Speaking of fighting against progress, it’s important to note that some vocal critics of remote work have suspicious ties to the commercial real estate industry. It’s no secret that the shift to remote work has significantly impacted commercial real estate prices and portfolios. So, it’s hardly surprising that some of these critics are coming out swinging against WFH, hoping to salvage their precious investments.
Thankfully, plenty of sane people still recognise the benefits of remote work. The traditional workweek model is outdated as hell. WFH offers a solution for those of us juggling work, family, and the crippling dread of wasting hours every day commuting. During the pandemic, I saved over 500 hours in a year not travelling to and from work. That is an insane number of hours I spent working instead of commuting.
As the economy tightens worldwide, the talk of recession is getting louder. The benefits of remote work go beyond working in your pyjamas and no commute. It’s about companies having the opportunity to reduce overheads, reduce their environmental footprint, and help their employees currently dealing with the increased cost of living to save money by not commuting. It’s a win-win.
I also want to reiterate that nobody should be forced one way or the other. The whole WFH debate seems to be, “In the office or out of the office”, when it doesn’t have to be one way or the other. People should be free to choose; it’s 2023, not 1923. Speaking of morals, I think it’s morally wrong that companies promised permanent WFH policies only to renege on them.

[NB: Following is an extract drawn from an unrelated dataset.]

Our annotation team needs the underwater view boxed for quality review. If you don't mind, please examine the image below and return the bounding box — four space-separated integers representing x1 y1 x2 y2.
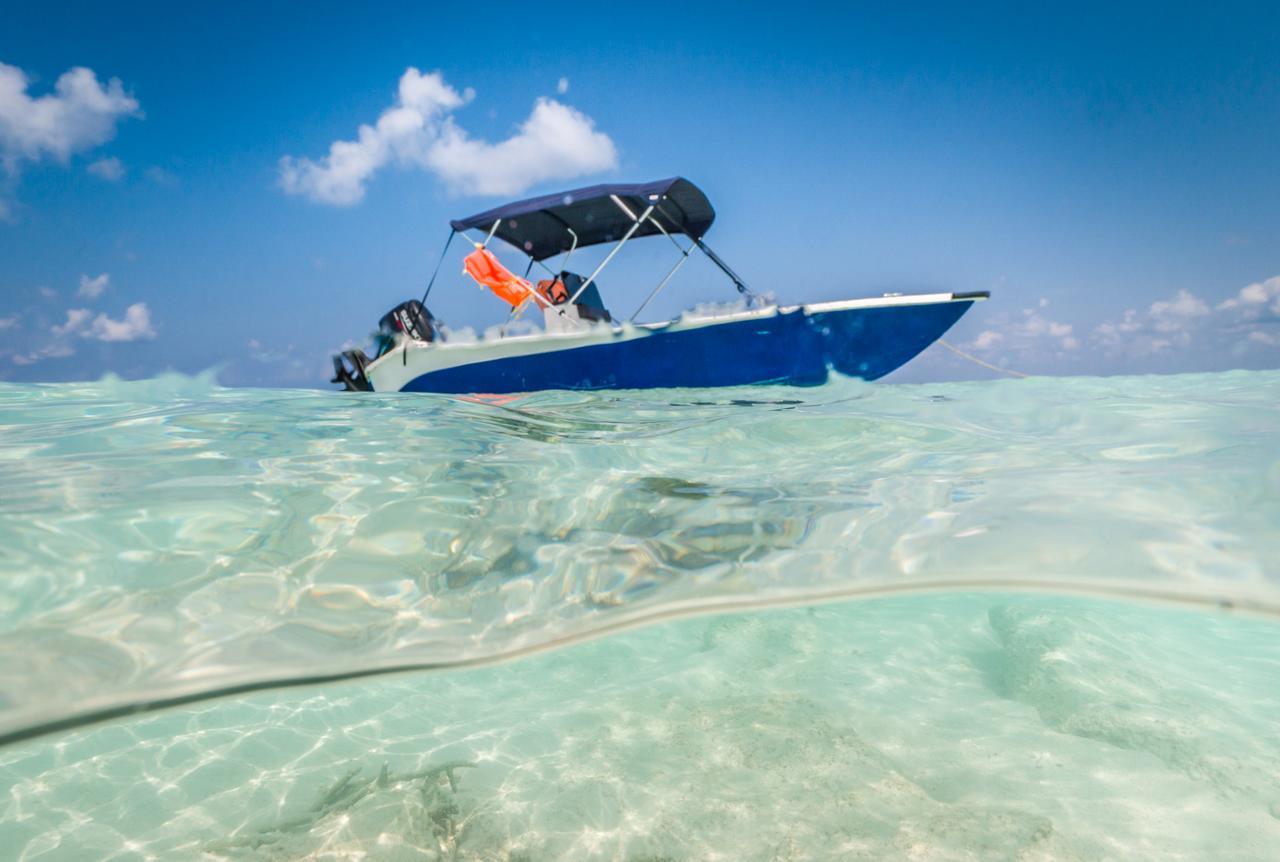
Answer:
1 370 1279 860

Like many others, I relocated to a completely different city during the pandemic. Many moved away from being near capital cities, CBD’s or suburbia. I moved to a regional area and continued to work remotely; many others did the same. If I had to commute to an office, it would be a 2-hour drive to the nearest major city. That’s wear and tear on my vehicle, a substantial weekly fuel bill and 4 hours lost daily. To put that into perspective, at a 48-week working year, that would be 960 commuting hours a year. That’s insane.
We must let go of this notion that people working from home are slacking off. If anything, remote work makes you work harder, and I find I start earlier and finish later than I would if I were going into the office.
So, as this war on remote work rages on, led by Elon, real estate tycoons, and other out-of-touch individuals, let’s remember the benefits WFH provides and support the companies that continue to embrace it. After all, it’s our future that’s being written, and we sure as hell don’t want to leave it in the hands of stubborn billionaires and those with vested interests in maintaining the status quo.
Think my response is yes and no – it should not be a right either way, but based on the individuals wishes and the requirements of the company. Not all software jobs can be done remotely, some times you have to be there especially in the case for embedded software/firmware engineers.
There are also security issues for some companies who don’t want/can’t have their IP/software leaving the premises – Would you want the engineer working on the latest nuclear missile launch football working form home!
There is also the building of relationships/ideas and the classic chat around the water cooler (coffee machine!). This might even be a social issue with the risk of mental health issues, a few years ago before WFH was consider mainstream I proposed allowing the software department to work from home, and we consulted with the engineers and to a one they voted a resounding NO.
We followed that up with a questionnaire on their decision and it was about the sociability of being at work., despite some having travel journeys of an hour. or more.
With the current rise in mental illness issues, where these engineers ahead of the curve in their decision? Although I was disappointed in their decision I think they might have been right.